Ich war wie meist natürlich komplett in Schwarz. Deshalb meinte der Kollege so etwas Farbe (grelles Orange) als Girlande um den Hals hätte ich nötig. Schon waren alle am Tisch geschmückt.

Etwas zur gleichen Zeit bildete sich neben uns ein konträres Grüppchen. Also wir hatten nach 19Uhr eine Frauenquote von 1 die eine Herrenquote von 2(+-1) also eigentlich war es neben uns fast ein Frauentisch. (ist für die spätere Geschichte noch von Bedeutung)

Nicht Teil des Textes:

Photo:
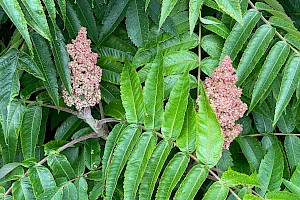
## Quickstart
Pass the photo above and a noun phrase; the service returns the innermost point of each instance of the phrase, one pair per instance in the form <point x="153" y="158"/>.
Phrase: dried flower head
<point x="85" y="74"/>
<point x="224" y="98"/>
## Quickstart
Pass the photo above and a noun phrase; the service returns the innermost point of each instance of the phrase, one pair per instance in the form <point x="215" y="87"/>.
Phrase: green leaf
<point x="256" y="49"/>
<point x="42" y="57"/>
<point x="14" y="12"/>
<point x="113" y="18"/>
<point x="60" y="166"/>
<point x="131" y="94"/>
<point x="191" y="183"/>
<point x="137" y="23"/>
<point x="179" y="62"/>
<point x="233" y="178"/>
<point x="218" y="27"/>
<point x="209" y="139"/>
<point x="154" y="95"/>
<point x="125" y="145"/>
<point x="26" y="63"/>
<point x="137" y="164"/>
<point x="36" y="12"/>
<point x="194" y="13"/>
<point x="67" y="128"/>
<point x="187" y="138"/>
<point x="41" y="179"/>
<point x="252" y="150"/>
<point x="289" y="83"/>
<point x="239" y="34"/>
<point x="232" y="8"/>
<point x="92" y="153"/>
<point x="274" y="61"/>
<point x="61" y="57"/>
<point x="154" y="168"/>
<point x="172" y="175"/>
<point x="175" y="108"/>
<point x="166" y="8"/>
<point x="22" y="189"/>
<point x="30" y="130"/>
<point x="212" y="44"/>
<point x="271" y="170"/>
<point x="82" y="188"/>
<point x="292" y="148"/>
<point x="11" y="120"/>
<point x="216" y="191"/>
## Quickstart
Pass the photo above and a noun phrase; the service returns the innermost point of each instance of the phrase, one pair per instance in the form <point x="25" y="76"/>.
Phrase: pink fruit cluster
<point x="224" y="98"/>
<point x="85" y="74"/>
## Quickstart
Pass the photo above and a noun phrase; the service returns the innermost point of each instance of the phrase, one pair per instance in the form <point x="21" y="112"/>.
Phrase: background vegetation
<point x="149" y="137"/>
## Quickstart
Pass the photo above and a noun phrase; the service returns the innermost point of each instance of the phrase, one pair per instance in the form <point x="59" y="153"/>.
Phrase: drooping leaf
<point x="255" y="50"/>
<point x="289" y="83"/>
<point x="271" y="170"/>
<point x="175" y="108"/>
<point x="275" y="59"/>
<point x="30" y="130"/>
<point x="154" y="168"/>
<point x="137" y="23"/>
<point x="41" y="179"/>
<point x="232" y="8"/>
<point x="137" y="164"/>
<point x="60" y="166"/>
<point x="42" y="57"/>
<point x="217" y="191"/>
<point x="209" y="139"/>
<point x="239" y="34"/>
<point x="194" y="13"/>
<point x="187" y="138"/>
<point x="172" y="173"/>
<point x="22" y="189"/>
<point x="191" y="183"/>
<point x="126" y="142"/>
<point x="131" y="94"/>
<point x="154" y="95"/>
<point x="14" y="12"/>
<point x="91" y="153"/>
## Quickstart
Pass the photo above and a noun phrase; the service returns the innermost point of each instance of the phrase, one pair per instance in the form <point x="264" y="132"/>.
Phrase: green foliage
<point x="154" y="134"/>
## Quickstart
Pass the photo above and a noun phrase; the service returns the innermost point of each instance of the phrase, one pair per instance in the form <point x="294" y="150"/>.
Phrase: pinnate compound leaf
<point x="137" y="23"/>
<point x="137" y="164"/>
<point x="22" y="189"/>
<point x="14" y="12"/>
<point x="131" y="94"/>
<point x="125" y="145"/>
<point x="187" y="138"/>
<point x="254" y="51"/>
<point x="274" y="61"/>
<point x="42" y="57"/>
<point x="30" y="130"/>
<point x="11" y="120"/>
<point x="154" y="95"/>
<point x="194" y="13"/>
<point x="41" y="180"/>
<point x="60" y="166"/>
<point x="292" y="148"/>
<point x="36" y="12"/>
<point x="239" y="34"/>
<point x="209" y="139"/>
<point x="271" y="169"/>
<point x="191" y="183"/>
<point x="216" y="191"/>
<point x="232" y="8"/>
<point x="154" y="168"/>
<point x="290" y="79"/>
<point x="176" y="107"/>
<point x="172" y="175"/>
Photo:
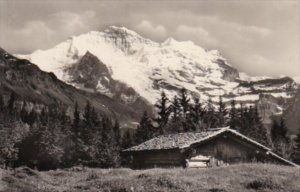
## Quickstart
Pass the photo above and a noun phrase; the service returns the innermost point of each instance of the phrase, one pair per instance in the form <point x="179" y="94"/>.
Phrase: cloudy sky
<point x="259" y="37"/>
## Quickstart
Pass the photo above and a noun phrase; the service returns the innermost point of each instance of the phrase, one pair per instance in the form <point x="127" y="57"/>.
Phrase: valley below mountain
<point x="133" y="70"/>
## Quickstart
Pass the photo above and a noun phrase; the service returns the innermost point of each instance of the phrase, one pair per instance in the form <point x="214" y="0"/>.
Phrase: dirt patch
<point x="262" y="184"/>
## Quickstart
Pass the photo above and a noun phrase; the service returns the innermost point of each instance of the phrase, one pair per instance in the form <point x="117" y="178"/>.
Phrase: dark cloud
<point x="258" y="37"/>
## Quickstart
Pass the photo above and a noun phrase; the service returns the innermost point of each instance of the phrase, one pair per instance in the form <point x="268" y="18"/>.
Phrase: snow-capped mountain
<point x="120" y="60"/>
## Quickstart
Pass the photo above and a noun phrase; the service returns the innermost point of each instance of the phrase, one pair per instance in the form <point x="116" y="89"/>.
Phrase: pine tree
<point x="258" y="132"/>
<point x="163" y="112"/>
<point x="196" y="115"/>
<point x="281" y="143"/>
<point x="278" y="131"/>
<point x="2" y="105"/>
<point x="222" y="113"/>
<point x="23" y="112"/>
<point x="127" y="140"/>
<point x="175" y="124"/>
<point x="11" y="102"/>
<point x="296" y="149"/>
<point x="144" y="130"/>
<point x="210" y="119"/>
<point x="233" y="116"/>
<point x="184" y="102"/>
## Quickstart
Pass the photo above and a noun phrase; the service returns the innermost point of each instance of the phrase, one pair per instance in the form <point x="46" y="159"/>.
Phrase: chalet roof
<point x="185" y="140"/>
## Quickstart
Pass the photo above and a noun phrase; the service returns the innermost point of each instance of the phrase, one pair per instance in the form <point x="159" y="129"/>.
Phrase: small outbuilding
<point x="216" y="147"/>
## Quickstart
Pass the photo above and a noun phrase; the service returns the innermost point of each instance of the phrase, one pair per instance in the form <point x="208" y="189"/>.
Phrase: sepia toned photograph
<point x="149" y="95"/>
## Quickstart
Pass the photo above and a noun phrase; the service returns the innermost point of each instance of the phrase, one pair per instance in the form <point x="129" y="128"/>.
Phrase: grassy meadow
<point x="234" y="178"/>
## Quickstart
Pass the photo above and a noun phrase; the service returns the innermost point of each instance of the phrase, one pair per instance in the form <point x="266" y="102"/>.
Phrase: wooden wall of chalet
<point x="232" y="149"/>
<point x="157" y="158"/>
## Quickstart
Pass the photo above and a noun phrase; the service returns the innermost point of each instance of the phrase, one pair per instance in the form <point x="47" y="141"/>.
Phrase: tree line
<point x="51" y="139"/>
<point x="184" y="113"/>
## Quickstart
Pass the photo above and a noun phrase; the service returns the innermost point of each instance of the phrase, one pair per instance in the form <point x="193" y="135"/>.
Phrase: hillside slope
<point x="30" y="83"/>
<point x="237" y="178"/>
<point x="121" y="64"/>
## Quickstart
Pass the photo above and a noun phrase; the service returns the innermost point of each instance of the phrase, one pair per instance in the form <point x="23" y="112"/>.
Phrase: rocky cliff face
<point x="39" y="88"/>
<point x="292" y="114"/>
<point x="121" y="64"/>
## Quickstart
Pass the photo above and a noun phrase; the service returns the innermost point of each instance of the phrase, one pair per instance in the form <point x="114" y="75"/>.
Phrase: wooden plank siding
<point x="223" y="146"/>
<point x="158" y="158"/>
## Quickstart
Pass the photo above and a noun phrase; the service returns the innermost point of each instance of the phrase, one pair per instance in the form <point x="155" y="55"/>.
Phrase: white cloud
<point x="68" y="22"/>
<point x="148" y="28"/>
<point x="198" y="33"/>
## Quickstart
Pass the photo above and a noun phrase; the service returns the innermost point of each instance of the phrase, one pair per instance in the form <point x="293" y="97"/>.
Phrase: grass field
<point x="235" y="178"/>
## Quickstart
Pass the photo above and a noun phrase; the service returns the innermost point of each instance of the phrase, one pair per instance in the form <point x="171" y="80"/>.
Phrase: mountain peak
<point x="120" y="30"/>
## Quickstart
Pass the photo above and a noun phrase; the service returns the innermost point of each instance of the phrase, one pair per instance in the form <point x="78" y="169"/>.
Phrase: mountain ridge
<point x="149" y="67"/>
<point x="35" y="86"/>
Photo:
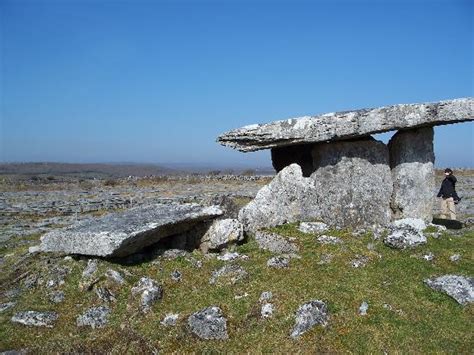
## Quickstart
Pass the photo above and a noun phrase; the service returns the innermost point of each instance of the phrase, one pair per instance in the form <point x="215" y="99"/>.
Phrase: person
<point x="449" y="197"/>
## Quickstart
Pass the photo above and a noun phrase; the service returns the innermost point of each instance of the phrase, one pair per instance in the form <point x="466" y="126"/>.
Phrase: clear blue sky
<point x="158" y="81"/>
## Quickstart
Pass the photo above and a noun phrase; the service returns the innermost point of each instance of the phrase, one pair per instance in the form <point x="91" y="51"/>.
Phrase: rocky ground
<point x="292" y="288"/>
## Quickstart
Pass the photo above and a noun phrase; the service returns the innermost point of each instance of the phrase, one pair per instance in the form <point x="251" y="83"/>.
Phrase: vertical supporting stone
<point x="412" y="164"/>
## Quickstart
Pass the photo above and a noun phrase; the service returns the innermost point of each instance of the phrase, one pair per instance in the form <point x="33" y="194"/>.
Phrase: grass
<point x="404" y="315"/>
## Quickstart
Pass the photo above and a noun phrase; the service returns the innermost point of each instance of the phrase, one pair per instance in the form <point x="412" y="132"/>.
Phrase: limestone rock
<point x="222" y="233"/>
<point x="275" y="243"/>
<point x="308" y="315"/>
<point x="349" y="124"/>
<point x="412" y="164"/>
<point x="96" y="317"/>
<point x="460" y="288"/>
<point x="122" y="234"/>
<point x="34" y="318"/>
<point x="150" y="292"/>
<point x="404" y="238"/>
<point x="208" y="323"/>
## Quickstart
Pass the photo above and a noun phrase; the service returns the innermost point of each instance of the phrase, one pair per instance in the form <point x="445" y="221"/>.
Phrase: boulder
<point x="346" y="125"/>
<point x="412" y="165"/>
<point x="36" y="319"/>
<point x="95" y="317"/>
<point x="461" y="288"/>
<point x="208" y="323"/>
<point x="122" y="234"/>
<point x="308" y="315"/>
<point x="221" y="234"/>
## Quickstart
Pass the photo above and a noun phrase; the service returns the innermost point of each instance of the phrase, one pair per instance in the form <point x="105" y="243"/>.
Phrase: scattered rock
<point x="229" y="273"/>
<point x="363" y="308"/>
<point x="313" y="227"/>
<point x="125" y="233"/>
<point x="176" y="276"/>
<point x="115" y="276"/>
<point x="275" y="243"/>
<point x="327" y="239"/>
<point x="279" y="262"/>
<point x="34" y="318"/>
<point x="221" y="234"/>
<point x="170" y="320"/>
<point x="208" y="324"/>
<point x="455" y="258"/>
<point x="150" y="292"/>
<point x="265" y="296"/>
<point x="267" y="310"/>
<point x="96" y="317"/>
<point x="6" y="305"/>
<point x="56" y="296"/>
<point x="308" y="315"/>
<point x="404" y="238"/>
<point x="460" y="288"/>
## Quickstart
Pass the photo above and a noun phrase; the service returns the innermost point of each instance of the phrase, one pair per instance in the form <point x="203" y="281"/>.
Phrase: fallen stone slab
<point x="96" y="317"/>
<point x="122" y="234"/>
<point x="461" y="288"/>
<point x="308" y="315"/>
<point x="209" y="323"/>
<point x="36" y="319"/>
<point x="348" y="124"/>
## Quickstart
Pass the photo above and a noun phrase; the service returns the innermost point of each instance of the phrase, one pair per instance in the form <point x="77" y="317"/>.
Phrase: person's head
<point x="448" y="172"/>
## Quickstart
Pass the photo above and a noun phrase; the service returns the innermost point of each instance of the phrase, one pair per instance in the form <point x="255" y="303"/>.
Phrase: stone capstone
<point x="461" y="288"/>
<point x="96" y="317"/>
<point x="208" y="323"/>
<point x="36" y="319"/>
<point x="221" y="234"/>
<point x="308" y="315"/>
<point x="346" y="125"/>
<point x="122" y="234"/>
<point x="412" y="166"/>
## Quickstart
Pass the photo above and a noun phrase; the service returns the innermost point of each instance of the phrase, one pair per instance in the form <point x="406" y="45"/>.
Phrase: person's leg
<point x="452" y="208"/>
<point x="444" y="208"/>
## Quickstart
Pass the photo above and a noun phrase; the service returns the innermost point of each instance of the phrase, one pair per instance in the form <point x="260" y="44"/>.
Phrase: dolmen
<point x="121" y="234"/>
<point x="331" y="169"/>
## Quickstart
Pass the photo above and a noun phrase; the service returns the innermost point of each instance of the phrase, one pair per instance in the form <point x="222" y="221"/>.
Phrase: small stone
<point x="460" y="288"/>
<point x="313" y="227"/>
<point x="150" y="292"/>
<point x="37" y="319"/>
<point x="5" y="306"/>
<point x="115" y="276"/>
<point x="455" y="258"/>
<point x="176" y="276"/>
<point x="267" y="310"/>
<point x="279" y="262"/>
<point x="363" y="308"/>
<point x="56" y="296"/>
<point x="308" y="315"/>
<point x="265" y="296"/>
<point x="96" y="317"/>
<point x="170" y="320"/>
<point x="208" y="323"/>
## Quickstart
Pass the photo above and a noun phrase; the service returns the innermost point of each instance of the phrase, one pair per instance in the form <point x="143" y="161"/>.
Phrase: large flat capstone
<point x="122" y="234"/>
<point x="346" y="125"/>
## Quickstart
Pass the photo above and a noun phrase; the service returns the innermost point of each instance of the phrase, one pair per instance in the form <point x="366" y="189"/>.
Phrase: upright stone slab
<point x="412" y="164"/>
<point x="350" y="186"/>
<point x="352" y="183"/>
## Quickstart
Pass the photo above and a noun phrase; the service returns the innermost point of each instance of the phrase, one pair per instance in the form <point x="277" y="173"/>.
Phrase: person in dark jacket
<point x="448" y="195"/>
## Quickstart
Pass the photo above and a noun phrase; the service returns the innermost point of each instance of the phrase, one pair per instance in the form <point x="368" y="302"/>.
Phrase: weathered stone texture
<point x="412" y="164"/>
<point x="349" y="124"/>
<point x="122" y="234"/>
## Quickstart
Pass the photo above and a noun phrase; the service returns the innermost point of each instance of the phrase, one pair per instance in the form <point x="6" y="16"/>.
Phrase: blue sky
<point x="158" y="81"/>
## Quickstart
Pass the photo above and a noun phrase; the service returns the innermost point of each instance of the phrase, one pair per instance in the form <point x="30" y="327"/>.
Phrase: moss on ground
<point x="404" y="315"/>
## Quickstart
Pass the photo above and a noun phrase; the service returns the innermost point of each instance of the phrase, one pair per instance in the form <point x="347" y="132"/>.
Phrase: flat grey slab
<point x="346" y="125"/>
<point x="122" y="234"/>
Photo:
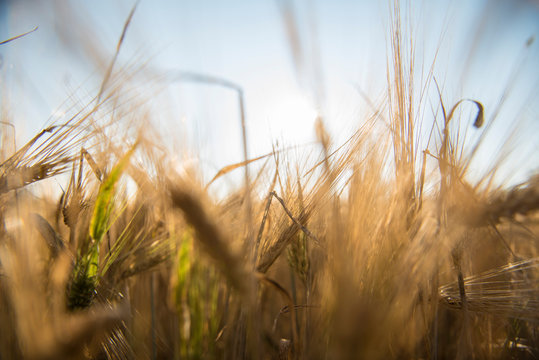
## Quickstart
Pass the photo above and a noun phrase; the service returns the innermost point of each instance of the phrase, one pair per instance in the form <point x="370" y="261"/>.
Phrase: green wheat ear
<point x="85" y="277"/>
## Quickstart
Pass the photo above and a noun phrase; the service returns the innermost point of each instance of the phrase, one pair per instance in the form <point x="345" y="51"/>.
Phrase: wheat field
<point x="379" y="247"/>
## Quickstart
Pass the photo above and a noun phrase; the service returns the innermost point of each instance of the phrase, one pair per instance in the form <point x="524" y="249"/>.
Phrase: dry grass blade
<point x="18" y="36"/>
<point x="210" y="237"/>
<point x="275" y="250"/>
<point x="511" y="290"/>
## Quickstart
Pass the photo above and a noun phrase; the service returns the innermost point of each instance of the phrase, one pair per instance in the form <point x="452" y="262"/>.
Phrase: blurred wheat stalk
<point x="328" y="258"/>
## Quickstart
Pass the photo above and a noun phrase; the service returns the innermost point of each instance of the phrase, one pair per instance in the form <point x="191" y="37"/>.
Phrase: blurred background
<point x="294" y="60"/>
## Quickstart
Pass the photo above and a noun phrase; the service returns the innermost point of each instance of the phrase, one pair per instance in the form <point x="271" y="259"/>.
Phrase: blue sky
<point x="480" y="47"/>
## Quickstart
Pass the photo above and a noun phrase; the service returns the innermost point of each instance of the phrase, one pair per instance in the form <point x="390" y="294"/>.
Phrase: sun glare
<point x="290" y="116"/>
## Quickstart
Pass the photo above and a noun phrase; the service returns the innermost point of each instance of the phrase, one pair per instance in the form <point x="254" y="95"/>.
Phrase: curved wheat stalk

Jedenfalls gab es danach dann mehrere Runden kostenlosen Jägermeister (aus dem Reagenzglas). Gut angeheitert und endlich vollzählig, gab es ein Gruppenfoto, um die Frauenquote ein wenig zu heben, hat mein Kollege einfach die Dame vom Promotionteam mit aufs Foto zitiert. Das lustige daran war wohl, dass derjenige an der Stirnseite für seine Faulheit (sitzen bleiben während sich alle um seinen Stuhl aufstellen) belohnt wurde in dem sich diese Dame noch auf seine Armlehne setzte.

Der Abend war somit eigentlich in der Stimmung um dem Namen „Feierabend“ die volle Bedeutung zu geben.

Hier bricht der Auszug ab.